Fat Cow - Wagyu No Kakuni by Chef Dan Segall (4)

Wagyu No Kakuni by Chef Dan Segall Served with Chateau Timberlay Rouge 2008

There is a traditional homestyle dish in Japan made from pork belly and it is this same technique used on Japanese Wagyu beef rib. Boneless rib meat is simmered in shoyu, sake and mirin with plenty of ginger and a touch of yuzu. It’s supposed to be simmered just long enough such that it retains its bite. Unfortunately, the technique was lost on me because I thought the meat to be tough and stringy for a piece of wagyu. This was unfortunately my least enjoyed dish of the day.

~~ Prive Grill ~~

Prive Grill - Hokkaido Corn and Shrimp Fritter with Lime Aioli by Chef Robin Ho (2)

Hokkaido Corn and Shrimp Fritter with Lime Aioli by Chef Robin Ho Served with Konrad Riesling 2009

And last but not least, the jumbo prawn with corn fritter. I actually liked this version of prawn as compared to the milder version from Hashi. The charred flavour of the sweet and succulent prawn was thoroughly enjoyable. The corn fritter was pretty enjoyable too except it would have been better if crisper.

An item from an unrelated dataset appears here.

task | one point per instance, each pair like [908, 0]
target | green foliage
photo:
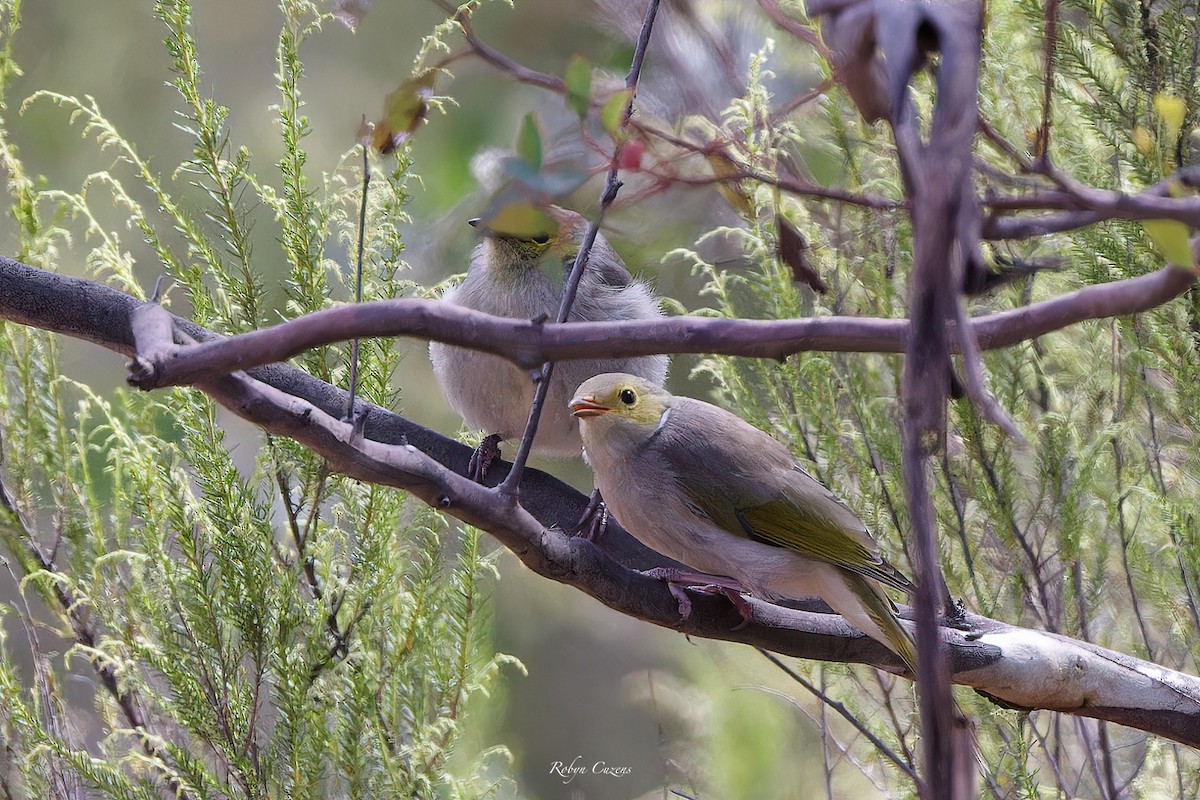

Thus concludes the $180 Fiji Water Signature Creations Expedition. Could have done with a bit more food for the price tag and especially for a meal spanning 6 hours, but if you drink copious amounts of wine, this makan trail would definitely be a bargain for you. It’s a particularly good opportunity to try signature dishes from numerous restaurants, with the chance to speak with the chefs who created the dishes. Looking forward to the next Expedition organised by FoodNews!